Как есть в лирике Рубцова приглушённость света, о которой очень хорошо написал Дементьев в статье «Предвечернее Николая Рубцова», так есть приглушённость музыки его стихотворений, её смягчённость. Доминируют полутона. Глушь, как колыбельная песня, убаюкивает, врачует, утешает, мягко принуждает к тишине…

– Слух внимает мимолётным приглушённым голосам.

– А голос бы всё глуше, тише…

– И лучшее время всё дальше и глуше.

– В такую глушь вернувшись после битвы,

   Какой солдат

   Не уронил слезу?

– …спасали скот и глухо говорили: – Слава Богу!

– Лишь глухо стонет дерево сухое…

– Никто меж полей не услышит глухое скаканье…

Цитировал, а внутри меня метрономом выстукивала рубцовская гроза, и обожгло: как гасятся в  стихотворении «Во время грозы» звуки! Они обозначены явственно и они… неслышны, что ли, так очевидно, как обозначены. И как я ни пытаюсь насильно ужаснуться какофонии «зловещего праздника бытия», но что-то смягчает музыку разбушевавшейся стихии. А что? Попробуйте услышать это сами.

Внезапно небо прорвалось

С холодным пламенем и громом!

И ветер начал вкривь и вкось

Качать сады за нашим домом.

Завеса мутная дождя

Заволокла лесные дали.

Кромсая мрак и бороздя,

На землю молнии слетали!

И туча шла, гора горой!

Кричал пастух, металось стадо,

И только церковь под грозой

Молчала набожно и свято.

Молчал, задумавшись и я,

Привычным взглядом созерцая

Зловещий праздник бытия,

Смятенный вид родного края.

И всё раскалывалась высь,

Плач раздавался колыбельный,

И стрелы молний всё неслись

В простор тревожный, беспредельный…

Так и «глушь» смягчает сердце, шлёт отраду, звучит приглушённой, врачующей музыкой.

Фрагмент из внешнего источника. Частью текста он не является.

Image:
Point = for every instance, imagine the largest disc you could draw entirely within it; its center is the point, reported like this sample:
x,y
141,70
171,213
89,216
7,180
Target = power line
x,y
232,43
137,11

Святая и прекрасная глушь! Глушь будит в душе поэта видения, «картины прошлой жизни» и врачует красотой картин Левитана, фресок Дионисия, «тайной древнейших строений и плит», затерянным кладбищем, старым барским особняком, ржанием лошадей и высоким и бессмертным звёздным небом на вечной Русью.